Para que estuviesen debidamente preparados para el acontecimiento, el obispo los hizo ayunar a pan y agua; y el sábado 27 de mayo, los tres pasaron la noche en vigilia al interior de la iglesia. A las tres de la mañana, vieron a Nuestra Señora descender de la bóveda de la iglesia, toda resplandeciente y llevando en la mano un cirio. La Virgen les dijo: “Aproxímense. Aquí tienen un cirio que yo les confío, y que será para ustedes una señal especial de mi misericordia. Toda persona contagiada por la enfermedad llamada fuego infernal, tan sólo tendrá que derramar unas gotas de cera de este cirio en el agua que beberá y luego aspergerá sus heridas, que se curarán inmediatamente. Aquel que crea será salvo; y el que no crea, perecerá”. Después de esto la Virgen les entregó el cirio y desapareció. Inmediatamente ellos hicieron con los enfermos que se encontraban en la iglesia lo que Nuestra Señora había pedido. De los 144, solamente uno no creyó en la eficacia de la promesa y murió. Todos los demás fueron curados. El cirio que la Santísima Virgen les entregó se encuentra aún hoy en la catedral de la ciudad.
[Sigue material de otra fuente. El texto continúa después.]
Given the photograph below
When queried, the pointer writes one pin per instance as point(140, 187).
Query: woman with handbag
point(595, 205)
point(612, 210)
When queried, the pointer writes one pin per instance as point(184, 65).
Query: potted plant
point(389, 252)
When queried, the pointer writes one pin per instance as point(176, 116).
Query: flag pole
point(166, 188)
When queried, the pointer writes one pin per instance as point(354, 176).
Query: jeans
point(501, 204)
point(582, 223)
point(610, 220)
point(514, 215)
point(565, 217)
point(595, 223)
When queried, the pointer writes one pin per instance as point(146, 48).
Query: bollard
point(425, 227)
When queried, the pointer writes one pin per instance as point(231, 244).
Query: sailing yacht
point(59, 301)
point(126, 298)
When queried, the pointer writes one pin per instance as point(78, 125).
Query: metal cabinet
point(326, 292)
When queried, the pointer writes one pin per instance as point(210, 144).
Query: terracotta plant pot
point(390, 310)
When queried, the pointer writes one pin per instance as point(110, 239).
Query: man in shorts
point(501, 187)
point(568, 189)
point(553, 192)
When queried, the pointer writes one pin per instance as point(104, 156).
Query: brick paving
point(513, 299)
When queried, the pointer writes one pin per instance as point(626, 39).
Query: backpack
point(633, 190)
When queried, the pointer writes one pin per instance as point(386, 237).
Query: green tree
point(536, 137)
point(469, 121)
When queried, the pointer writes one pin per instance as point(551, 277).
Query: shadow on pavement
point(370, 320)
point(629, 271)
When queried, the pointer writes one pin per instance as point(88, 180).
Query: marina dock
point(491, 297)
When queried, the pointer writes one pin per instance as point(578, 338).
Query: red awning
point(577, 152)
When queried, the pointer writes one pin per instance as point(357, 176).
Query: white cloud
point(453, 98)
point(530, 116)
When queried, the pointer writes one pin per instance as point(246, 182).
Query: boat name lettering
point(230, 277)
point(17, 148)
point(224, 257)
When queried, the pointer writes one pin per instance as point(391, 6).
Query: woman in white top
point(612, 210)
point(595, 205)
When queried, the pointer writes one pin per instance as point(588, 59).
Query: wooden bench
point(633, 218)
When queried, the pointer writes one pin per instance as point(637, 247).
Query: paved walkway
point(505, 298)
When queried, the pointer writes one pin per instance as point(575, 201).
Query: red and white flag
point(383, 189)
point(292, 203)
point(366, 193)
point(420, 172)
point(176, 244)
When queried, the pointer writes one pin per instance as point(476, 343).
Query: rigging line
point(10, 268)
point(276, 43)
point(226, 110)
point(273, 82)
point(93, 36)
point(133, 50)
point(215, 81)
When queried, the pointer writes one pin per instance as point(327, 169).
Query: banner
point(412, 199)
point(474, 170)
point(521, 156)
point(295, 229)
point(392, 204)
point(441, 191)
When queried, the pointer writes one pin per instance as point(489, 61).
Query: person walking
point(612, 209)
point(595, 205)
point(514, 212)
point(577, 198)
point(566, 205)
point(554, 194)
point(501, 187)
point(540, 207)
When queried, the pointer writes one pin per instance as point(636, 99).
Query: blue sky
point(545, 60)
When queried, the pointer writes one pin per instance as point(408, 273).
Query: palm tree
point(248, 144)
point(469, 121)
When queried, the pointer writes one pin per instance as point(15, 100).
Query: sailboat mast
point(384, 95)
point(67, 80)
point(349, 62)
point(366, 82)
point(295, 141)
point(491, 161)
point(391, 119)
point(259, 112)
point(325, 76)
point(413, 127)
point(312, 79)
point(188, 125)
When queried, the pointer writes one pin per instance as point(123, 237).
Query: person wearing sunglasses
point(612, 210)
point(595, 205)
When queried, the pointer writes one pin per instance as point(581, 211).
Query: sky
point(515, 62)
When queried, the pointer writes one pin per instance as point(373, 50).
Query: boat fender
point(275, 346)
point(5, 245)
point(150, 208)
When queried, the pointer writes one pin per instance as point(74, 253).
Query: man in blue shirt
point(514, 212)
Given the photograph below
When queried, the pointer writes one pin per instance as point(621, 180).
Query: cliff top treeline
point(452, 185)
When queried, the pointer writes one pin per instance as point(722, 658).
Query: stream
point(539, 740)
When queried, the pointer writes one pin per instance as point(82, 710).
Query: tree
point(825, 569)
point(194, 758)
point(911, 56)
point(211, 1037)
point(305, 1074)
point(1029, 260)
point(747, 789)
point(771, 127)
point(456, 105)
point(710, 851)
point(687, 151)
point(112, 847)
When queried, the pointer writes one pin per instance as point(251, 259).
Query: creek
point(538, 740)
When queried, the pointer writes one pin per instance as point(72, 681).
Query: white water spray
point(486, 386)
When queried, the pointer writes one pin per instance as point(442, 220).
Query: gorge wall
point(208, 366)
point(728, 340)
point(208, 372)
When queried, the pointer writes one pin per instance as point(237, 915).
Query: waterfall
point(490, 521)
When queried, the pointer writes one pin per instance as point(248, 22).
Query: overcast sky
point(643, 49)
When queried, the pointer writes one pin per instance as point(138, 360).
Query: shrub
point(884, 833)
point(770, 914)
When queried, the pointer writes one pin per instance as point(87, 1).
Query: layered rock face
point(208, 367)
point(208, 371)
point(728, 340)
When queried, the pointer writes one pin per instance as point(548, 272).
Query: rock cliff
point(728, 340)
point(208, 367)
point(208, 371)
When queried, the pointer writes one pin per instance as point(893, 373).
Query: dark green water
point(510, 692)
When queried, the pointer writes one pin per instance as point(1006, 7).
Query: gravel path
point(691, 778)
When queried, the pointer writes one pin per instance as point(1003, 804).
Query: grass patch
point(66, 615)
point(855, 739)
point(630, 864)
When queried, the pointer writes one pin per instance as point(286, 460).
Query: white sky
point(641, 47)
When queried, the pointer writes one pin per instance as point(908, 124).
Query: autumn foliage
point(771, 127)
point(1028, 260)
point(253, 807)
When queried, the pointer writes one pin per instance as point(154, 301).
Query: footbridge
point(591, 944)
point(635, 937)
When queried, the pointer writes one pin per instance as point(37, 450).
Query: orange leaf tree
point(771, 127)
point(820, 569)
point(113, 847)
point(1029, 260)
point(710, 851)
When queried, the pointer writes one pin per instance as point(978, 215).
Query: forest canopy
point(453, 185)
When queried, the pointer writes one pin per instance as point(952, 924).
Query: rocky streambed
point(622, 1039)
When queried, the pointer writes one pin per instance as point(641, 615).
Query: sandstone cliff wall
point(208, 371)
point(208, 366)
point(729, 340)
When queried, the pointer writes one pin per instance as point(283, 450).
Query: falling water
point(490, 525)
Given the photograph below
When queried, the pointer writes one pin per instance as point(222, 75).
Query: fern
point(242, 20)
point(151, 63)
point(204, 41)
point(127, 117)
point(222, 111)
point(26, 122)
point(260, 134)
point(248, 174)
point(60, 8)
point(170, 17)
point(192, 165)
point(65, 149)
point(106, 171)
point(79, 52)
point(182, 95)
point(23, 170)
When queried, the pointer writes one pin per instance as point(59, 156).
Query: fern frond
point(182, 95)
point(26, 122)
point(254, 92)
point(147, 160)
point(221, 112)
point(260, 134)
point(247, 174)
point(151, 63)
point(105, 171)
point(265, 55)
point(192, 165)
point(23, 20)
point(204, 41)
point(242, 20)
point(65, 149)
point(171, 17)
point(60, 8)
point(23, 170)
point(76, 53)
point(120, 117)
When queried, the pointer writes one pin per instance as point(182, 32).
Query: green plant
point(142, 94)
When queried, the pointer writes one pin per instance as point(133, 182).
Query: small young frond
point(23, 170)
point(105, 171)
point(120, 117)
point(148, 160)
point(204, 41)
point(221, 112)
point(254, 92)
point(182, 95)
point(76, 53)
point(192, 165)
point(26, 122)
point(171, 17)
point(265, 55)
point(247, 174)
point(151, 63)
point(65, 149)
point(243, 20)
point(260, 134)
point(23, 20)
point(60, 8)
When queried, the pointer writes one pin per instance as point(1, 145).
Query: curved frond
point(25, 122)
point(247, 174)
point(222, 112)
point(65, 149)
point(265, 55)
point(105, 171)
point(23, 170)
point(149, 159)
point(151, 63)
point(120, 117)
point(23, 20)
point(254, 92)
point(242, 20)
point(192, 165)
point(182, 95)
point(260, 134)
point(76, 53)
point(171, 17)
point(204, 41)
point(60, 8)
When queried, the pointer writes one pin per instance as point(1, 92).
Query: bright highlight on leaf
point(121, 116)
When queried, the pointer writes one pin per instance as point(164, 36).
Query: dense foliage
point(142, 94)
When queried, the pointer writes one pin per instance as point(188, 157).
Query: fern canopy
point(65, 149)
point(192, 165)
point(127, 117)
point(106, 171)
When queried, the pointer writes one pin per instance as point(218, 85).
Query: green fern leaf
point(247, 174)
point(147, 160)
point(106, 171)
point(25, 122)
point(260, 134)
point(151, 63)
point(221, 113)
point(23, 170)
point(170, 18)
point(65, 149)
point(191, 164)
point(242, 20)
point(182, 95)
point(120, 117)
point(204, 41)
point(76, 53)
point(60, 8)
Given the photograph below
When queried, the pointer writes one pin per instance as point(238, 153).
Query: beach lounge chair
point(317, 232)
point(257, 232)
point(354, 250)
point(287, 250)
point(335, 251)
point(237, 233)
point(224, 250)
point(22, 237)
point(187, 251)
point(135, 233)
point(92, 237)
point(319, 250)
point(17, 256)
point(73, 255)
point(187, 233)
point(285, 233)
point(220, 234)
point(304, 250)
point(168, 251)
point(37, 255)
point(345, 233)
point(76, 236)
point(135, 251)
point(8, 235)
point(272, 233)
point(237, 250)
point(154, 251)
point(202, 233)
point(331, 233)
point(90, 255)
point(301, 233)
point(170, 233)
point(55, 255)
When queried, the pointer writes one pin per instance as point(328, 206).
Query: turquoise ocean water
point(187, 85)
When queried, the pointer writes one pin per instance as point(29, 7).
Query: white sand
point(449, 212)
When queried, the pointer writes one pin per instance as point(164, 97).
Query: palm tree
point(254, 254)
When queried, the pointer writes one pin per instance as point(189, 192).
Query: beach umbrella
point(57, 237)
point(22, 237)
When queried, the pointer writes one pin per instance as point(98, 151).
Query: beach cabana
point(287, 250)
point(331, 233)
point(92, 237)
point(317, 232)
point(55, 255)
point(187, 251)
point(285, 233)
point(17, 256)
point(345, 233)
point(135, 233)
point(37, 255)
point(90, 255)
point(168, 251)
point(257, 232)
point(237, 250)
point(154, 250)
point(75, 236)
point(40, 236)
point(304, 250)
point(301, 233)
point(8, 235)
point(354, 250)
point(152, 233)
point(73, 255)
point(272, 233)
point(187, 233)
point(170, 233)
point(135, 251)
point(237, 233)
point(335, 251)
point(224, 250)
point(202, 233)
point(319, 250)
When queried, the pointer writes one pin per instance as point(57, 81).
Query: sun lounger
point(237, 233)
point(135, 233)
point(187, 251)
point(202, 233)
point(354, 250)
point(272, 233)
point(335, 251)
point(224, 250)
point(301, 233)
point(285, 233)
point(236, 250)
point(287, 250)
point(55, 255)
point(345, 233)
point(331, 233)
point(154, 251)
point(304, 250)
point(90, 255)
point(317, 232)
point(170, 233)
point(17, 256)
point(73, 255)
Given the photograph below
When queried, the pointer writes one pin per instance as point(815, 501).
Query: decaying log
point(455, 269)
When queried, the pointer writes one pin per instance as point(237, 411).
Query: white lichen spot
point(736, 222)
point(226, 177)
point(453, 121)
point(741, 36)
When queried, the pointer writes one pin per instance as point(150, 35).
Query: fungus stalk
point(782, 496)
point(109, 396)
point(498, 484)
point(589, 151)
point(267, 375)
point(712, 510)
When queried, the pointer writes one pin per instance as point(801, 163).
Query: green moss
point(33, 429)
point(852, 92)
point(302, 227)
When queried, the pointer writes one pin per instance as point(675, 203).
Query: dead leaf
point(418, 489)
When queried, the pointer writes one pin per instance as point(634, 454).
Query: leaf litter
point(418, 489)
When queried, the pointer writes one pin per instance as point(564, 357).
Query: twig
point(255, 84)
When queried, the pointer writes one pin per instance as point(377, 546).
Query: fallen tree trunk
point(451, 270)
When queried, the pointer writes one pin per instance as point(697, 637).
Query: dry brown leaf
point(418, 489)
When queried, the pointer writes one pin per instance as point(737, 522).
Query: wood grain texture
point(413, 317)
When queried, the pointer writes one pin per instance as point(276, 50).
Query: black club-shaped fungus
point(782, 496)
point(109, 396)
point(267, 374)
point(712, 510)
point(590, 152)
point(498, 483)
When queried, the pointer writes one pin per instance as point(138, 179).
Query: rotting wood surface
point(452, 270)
El año 2005, justamente para conmemorar los 900 años del milagro, fue realizada una exposición con 100 objetos que recuerdan el milagro a través de los tiempos, entre los cuales ocupaba un lugar principal el santo cirio.3
El valor de perdonar ¿Qué lecciones podemos sacar de este milagro? Llama la atención el hecho que la Madre de Dios haya escogido como testigos del prodigio a dos personas que se odiaban mortalmente. Con ello, quedaron eliminadas todas las hipótesis de complicidad, pues fue necesario reconciliarlas primero para que el milagro se produjera. ¿Qué habría sucedido, en caso de que ellas se negaran a reconciliarse? Probablemente el milagro no habría ocurrido, pues muchas veces Dios hace depender prodigios portentosos del consentimiento de esta o de aquella persona. Ciertamente la Virgen María habría encontrado otra manera de auxiliar a los pobres enfermos, pero el modo como ocurrió el milagro no hubiera sido tan resplandeciente como lo fue. Mucho más graves que las enfermedades del cuerpo son las enfermedades del alma —entre ellas el deseo de venganza— que nos cierran las puertas del cielo. Si Dios permite las enfermedades corporales, es justamente para enseñarnos, por medio de ellas, varias virtudes como la paciencia, el desapego de los bienes terrenos o la obediencia a las autoridades, y con ello hacernos progresar en la vida espiritual. Si el propio Dios perdona nuestros pecados, ¿por qué no perdonaremos nosotros, meras criaturas, a quien nos causó algún mal por razones de carácter personal? Debemos combatir a los enemigos de la Iglesia y de la civilización cristiana, pero debemos perdonar a los que nos persiguen meramente por razones personales.